Stewart Edward White gives a picturesque description of the traditional way of branding in Arizona Nights:

Homer leaned forward and threw [his rope] ... Immediately, and without waiting to ascertain the result of the maneuver, the horse turned and began methodically ... to walk toward the branding fire. Homer wrapped the rope twice or thrice about the horn.... Nobody paid any attention to the calf.

The latter had been caught by two hind legs. As the rope tightened, he was suddenly upset, and before he could realize that something disagreeable was happening, he was sliding majestically along on his belly. Behind him followed his anxious mother, her head swinging from side to side.

Near the fire the horse stopped. The two "bull-doggers" immediately pounced upon the victim. It was promptly flopped over on its right side. One knelt on its head and twisted back its foreleg in a sort of hammer-lock; the other seized one hind foot, pressed his boot heel against the other hind leg close to the body, and sat down behind the animal.

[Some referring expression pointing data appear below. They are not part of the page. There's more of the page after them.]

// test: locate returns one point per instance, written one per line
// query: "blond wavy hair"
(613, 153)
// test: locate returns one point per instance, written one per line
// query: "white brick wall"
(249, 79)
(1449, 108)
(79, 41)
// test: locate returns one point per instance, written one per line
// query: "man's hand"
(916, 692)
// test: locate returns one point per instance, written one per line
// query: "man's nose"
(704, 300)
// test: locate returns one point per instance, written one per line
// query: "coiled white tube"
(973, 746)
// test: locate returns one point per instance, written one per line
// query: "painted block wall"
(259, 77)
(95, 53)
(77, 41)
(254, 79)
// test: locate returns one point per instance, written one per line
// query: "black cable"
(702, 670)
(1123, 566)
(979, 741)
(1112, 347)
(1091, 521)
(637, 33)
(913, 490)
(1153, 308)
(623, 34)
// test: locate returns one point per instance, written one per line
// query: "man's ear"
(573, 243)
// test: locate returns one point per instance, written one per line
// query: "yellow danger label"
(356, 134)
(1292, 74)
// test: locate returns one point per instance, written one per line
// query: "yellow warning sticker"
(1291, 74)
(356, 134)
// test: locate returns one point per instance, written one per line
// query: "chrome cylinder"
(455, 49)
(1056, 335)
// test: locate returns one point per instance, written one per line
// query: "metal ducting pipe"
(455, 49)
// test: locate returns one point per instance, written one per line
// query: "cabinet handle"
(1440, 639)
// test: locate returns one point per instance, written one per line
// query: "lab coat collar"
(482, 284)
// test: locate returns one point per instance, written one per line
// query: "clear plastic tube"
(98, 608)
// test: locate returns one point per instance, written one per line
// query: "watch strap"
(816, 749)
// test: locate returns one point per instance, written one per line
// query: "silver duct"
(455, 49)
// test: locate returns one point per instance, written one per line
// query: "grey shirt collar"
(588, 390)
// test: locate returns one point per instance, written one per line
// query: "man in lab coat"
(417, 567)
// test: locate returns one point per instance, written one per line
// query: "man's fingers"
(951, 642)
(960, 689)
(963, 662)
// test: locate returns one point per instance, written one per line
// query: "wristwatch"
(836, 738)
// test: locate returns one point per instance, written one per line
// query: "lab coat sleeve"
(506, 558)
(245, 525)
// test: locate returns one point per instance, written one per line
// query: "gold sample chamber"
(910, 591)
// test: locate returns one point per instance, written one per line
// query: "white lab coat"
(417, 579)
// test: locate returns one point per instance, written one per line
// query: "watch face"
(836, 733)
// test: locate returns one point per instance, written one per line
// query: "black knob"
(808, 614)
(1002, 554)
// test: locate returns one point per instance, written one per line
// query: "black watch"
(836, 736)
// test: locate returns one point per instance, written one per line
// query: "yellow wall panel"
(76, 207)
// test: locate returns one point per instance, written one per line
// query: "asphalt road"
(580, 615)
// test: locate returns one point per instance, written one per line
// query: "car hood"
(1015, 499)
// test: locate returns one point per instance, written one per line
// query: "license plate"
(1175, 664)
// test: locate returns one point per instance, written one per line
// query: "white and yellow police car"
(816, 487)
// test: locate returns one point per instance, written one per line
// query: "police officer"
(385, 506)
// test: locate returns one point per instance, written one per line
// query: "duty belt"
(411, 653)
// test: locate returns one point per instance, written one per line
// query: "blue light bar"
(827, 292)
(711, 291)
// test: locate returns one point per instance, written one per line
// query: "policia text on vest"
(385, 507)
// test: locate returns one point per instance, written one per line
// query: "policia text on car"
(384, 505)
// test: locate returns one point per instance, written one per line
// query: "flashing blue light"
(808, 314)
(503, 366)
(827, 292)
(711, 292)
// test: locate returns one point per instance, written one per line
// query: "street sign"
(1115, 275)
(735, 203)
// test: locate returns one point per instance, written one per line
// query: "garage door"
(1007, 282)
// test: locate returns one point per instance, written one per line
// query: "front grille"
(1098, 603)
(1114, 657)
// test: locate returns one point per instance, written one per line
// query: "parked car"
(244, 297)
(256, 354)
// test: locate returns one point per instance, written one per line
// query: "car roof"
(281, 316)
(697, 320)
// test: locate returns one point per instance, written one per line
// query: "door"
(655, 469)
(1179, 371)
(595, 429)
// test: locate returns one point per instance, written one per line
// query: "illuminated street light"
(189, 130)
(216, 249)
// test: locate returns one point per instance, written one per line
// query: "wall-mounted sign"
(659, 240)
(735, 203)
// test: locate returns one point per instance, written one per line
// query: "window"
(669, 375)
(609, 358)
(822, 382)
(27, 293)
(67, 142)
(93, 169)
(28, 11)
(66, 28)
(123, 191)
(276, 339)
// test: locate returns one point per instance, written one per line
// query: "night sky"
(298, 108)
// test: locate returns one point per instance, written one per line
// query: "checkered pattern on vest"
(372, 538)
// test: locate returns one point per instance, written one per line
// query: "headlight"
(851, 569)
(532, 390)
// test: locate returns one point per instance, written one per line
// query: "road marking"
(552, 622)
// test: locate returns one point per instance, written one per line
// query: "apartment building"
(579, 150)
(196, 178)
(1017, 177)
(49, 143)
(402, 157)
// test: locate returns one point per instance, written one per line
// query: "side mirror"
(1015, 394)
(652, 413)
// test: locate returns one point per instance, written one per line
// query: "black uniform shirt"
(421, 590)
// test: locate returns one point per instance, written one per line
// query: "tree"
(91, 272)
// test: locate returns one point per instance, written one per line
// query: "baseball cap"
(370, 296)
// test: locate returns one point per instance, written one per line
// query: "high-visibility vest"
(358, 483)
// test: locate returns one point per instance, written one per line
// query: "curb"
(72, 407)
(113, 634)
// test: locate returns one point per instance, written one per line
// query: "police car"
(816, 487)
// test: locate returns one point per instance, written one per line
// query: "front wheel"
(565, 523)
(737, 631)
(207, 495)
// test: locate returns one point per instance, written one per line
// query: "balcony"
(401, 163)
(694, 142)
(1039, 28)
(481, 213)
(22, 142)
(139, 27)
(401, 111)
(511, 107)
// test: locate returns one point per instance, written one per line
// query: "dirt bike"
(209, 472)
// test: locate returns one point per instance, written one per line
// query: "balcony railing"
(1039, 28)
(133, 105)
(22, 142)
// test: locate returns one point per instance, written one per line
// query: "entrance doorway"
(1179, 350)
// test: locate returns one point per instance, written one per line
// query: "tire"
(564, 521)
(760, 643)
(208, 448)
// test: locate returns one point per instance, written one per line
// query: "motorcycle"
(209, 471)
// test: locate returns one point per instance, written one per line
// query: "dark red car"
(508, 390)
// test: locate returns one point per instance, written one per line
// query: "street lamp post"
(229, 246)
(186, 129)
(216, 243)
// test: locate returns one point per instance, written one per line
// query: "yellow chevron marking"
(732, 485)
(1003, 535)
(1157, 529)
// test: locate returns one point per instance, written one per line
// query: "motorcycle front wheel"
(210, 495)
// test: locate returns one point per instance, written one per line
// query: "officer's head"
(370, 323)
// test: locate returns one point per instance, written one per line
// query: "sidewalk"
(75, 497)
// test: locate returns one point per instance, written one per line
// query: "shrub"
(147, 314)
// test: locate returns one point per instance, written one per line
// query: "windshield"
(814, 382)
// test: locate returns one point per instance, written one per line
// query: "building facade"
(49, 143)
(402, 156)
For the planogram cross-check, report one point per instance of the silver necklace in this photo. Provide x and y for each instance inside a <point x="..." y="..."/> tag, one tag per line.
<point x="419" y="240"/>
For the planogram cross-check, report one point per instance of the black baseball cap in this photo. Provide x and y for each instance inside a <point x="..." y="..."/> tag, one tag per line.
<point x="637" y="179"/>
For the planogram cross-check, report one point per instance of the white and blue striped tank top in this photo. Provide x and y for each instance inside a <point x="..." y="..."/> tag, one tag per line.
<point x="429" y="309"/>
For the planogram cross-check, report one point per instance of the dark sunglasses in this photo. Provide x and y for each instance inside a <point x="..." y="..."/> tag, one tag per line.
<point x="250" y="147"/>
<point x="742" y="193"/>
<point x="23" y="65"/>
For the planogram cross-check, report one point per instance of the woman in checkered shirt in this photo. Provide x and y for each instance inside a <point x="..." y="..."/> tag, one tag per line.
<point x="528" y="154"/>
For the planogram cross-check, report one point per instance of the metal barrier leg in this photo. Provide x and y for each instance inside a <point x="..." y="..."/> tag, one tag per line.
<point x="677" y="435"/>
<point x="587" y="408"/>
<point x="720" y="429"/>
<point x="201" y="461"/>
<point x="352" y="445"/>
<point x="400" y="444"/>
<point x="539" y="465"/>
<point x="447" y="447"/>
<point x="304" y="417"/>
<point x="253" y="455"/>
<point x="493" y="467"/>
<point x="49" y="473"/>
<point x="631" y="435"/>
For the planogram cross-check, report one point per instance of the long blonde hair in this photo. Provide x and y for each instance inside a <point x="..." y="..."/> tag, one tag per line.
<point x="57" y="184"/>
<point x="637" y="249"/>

Thus the calf was unable to struggle... Then one or the other threw off the rope...

"Hot iron!" yelled one of the bull-doggers.

"Marker!" yelled the other. Immediately two men ran forward. The brander pressed the iron smoothly against the flank. A smoke and the smell of scorching hair arose. Perhaps the calf blatted a little as the heat scorched. In a brief moment it was over.

When the calf had been earmarked and castrated (the latter unmentioned by White), "The calf sprang up, was appropriated and smelled over by his worried mother, and the two departed into the herd to talk it over."

What White described was the Texas method, using one mounted roper; in what is called the Mexican or California method, two mounted ropers fell the calf and hold it with their ropes during branding. These ropers are called the catch hands.

The branding chute is a narrowing chute that ends in a calf table that clamps the steer tight for branding; the branding corral is a pen where branding is done; and branding season is the time for branding calves, not long after they're born in the spring. The branding crew is the men and women who do the branding. On family outfits these days, the branding crew will be made up of hands from several ranches and will move from ranch to ranch, generally on consecutive weekends.

The branding fire is a fire for heating branding irons. Now a branding heater fueled by propane is often used in lieu of open fires, and some outfits have electric branding irons.

(The terms brand, brand inspector, and branding iron are dealt with in separate definitions.)